Epidemiological studies have shown that infants of low birth weight show poor neonatal growth and increased susceptibility to adult diseases such as diabetes in later life. Pigs provide an ideal model to examine the influence of size at birth due to the natural variance in piglet weight within a litter. This study examined whether birth weight influences the expression of UCP3 and it's regulation by thyroid hormones in neonatal pigs.
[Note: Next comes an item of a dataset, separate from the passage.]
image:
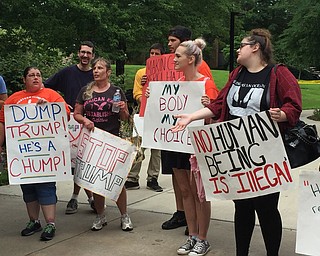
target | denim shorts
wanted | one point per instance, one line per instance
(44, 193)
Piglets from 11 litters were ranked according to body weight at birth and 3 animals from each were assigned to small (SFD n=11), normal (NFD n=11) or large for dates (LFD n=11) groups. Body weight was recorded on days 7 and 14 of postnatal life when a venous blood sample was also taken. Piglets were euthanased on day 7 (n=15) and 14 (n=18) to obtain AT. Plasma triiodothyronine (T3) and thyroxine (T4) were analysed using RIA. UCP3 expression in AT was measured using RT-PCR as described previously (Mostyn et al Endocrinology Abstracts, OC3 2002). GLM analysis was carried out to investigate statistical differences; results are presented as means plus/minus standard errors.
SFD piglets weighed less than the LFD throughout the study. UCP3 expression on day 7 was found to be significantly lower in the SFD group (SFD, 34.4 plus/minus 10.9; NFD, 69.48 plus/minus 12.8; LFD 77.64 plus/minus 9.0 % of reference (p<0.05)) but not on day 14 of postnatal age. On day 7 significant negative relationships were observed between UCP3 mRNA, T3 and T4 in only the NFD group (UCP3 vs T3 R2=0.92; UCP3 vs T4 R2=0.81; P<0.05).
In conclusion, low birth weight is associated with reduced expression of UCP3 in subcutaneous AT at one week of age, this is less pronounced on day 14. Thyroid hormones showed a differential response to size at birth on UCP3 expression. It remains to be established if these differences represent a 'global' effect on adipose tissue transcript expression or perpetuate into later life.